Excluding charges for the acquisitions, the Waltham, Massachuttes company said it had a pro forma loss of $1.5 million, or 3 cents per share, in the fiscal second quarter, a penny better than the 4-cent-per-share loss Wall Street analysts had expected, according to First Call, which compiles brokerage estimates.
The report came two weeks after Lycos set plans to merge into growing broadcast and online media empire USA Networks Inc properties' Ticketmaster Online/CitySearch Inc and its Home Shopping Network.
Revenues for the second fiscal quarter totalled $30.6 million, representing a sequential 24 per cent rise from the previous quarter ended October 31, 1999 and a 142 per cent increase over the comparable period a year ago.
``It was just an outstanding quarter by every metric,'' vice- president of finance, Tom Guilfoyle said in a phone interview following the earnings report. ``We continue to be the fastest growing network on the Internet.''
Traffic through its network of Web sites grew 39 per cent during the quarter to 50 million Web page views per day, it said in a statement announcing the results.
The Lycos Network attracted 48.4 per cent of all Web users in January, according to Media Metrix, as its audience growth continued to outpace that of its rivals, Guilfoyle said.

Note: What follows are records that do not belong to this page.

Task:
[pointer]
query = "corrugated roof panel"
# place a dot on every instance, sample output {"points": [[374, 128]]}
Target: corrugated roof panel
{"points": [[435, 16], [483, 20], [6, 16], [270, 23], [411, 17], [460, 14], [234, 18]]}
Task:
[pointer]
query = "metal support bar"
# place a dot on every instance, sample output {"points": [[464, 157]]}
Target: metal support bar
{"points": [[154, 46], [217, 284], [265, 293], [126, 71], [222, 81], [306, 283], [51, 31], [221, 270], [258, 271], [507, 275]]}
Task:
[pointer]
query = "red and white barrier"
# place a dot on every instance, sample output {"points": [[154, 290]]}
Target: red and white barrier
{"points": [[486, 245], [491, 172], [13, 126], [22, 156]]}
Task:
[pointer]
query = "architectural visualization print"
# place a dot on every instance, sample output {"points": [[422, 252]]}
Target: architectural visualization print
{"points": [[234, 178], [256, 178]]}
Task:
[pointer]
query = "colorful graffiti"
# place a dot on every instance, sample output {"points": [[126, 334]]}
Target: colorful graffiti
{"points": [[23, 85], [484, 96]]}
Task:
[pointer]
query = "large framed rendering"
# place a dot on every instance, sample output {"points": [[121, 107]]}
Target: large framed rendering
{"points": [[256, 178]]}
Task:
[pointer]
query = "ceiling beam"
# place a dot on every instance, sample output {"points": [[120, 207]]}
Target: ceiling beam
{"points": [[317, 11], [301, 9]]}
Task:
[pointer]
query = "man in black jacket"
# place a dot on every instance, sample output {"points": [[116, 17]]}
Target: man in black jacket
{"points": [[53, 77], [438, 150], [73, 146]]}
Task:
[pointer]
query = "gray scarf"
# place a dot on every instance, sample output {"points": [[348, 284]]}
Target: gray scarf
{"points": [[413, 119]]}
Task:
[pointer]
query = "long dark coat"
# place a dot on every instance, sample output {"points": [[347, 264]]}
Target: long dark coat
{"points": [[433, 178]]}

Advertising revenues more than doubled to $20.9 million from $9.6 million in year-ago quarter. Ad rates inched up during the quarter to $23.50 per 1,000 customer ad impressions -- a standard industry measure -- from $23 three months before.

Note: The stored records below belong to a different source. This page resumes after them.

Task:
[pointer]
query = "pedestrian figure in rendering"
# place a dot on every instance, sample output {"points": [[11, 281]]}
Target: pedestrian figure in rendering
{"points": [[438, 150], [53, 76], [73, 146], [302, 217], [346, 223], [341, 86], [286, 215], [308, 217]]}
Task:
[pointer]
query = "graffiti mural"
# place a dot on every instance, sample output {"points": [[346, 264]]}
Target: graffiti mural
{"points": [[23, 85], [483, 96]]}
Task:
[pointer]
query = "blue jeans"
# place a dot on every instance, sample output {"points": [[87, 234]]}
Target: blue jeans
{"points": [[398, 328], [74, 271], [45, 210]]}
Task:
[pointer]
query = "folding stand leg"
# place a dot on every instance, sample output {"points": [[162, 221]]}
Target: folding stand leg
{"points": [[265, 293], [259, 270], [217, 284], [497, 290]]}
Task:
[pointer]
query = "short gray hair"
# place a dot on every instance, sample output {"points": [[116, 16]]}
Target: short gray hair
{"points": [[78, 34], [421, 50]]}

Electronic commerce, licence, and other revenues tripled to $9.7 million from $3.0 million a year ago.
Quarterly revenues also beat Wall Street expectations, due largely to better than expected progress the company made in integrating its acquisitions of the past year, Guilfoyle said.

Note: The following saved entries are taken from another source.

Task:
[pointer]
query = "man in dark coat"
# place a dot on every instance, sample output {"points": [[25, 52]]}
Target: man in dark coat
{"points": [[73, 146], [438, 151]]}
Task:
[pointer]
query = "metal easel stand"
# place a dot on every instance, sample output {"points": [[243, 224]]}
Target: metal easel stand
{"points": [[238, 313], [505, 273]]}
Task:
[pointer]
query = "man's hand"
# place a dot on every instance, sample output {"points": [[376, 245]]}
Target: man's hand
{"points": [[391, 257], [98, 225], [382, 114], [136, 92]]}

Last year, Lycos acquired Tripod and Angelfire, two home page publishing Web communities that were the No 10 and No 13 most visited sites on the Web in January, according to research firm Media Metrix, which tracks Internet traffic statistics.
It also purchased WhoWhere?, an address directory and free electronic-mail service, and Wired's online news division.
By the same measure, the Lycos Web site itself ranked as the 8th most visited destination, meaning that Lycos owns 3 of the 15 most heavily visited sites on the Internet.
Collectively, the Lycos Network of sites ranked No 4 in terms of Internet traffic, behind the various Web properties of America Online Inc, Microsoft Corp and Yahoo! Inc, the No 1, 2 and 3 ranked sites.
Late on Thursday, after the report, the company held a meeting in New York with Wall Street analysts and institutional investors to shore up support for its plans to form what it believes will be the dominant player in electronic commerce. The press was excluded.
The deal led Lycos' stock to tumble from around $127 to the $80s, amid fears of slackening growth as its fast-paced Internet properties are combined with USA Networks' slower moving ticketing and television merchandising businesses.
Lycos stock rose $1 to $94 in after-hours trading Thursday, building on a $2.50 gain during the regular trading day on the Nasdaq stock market.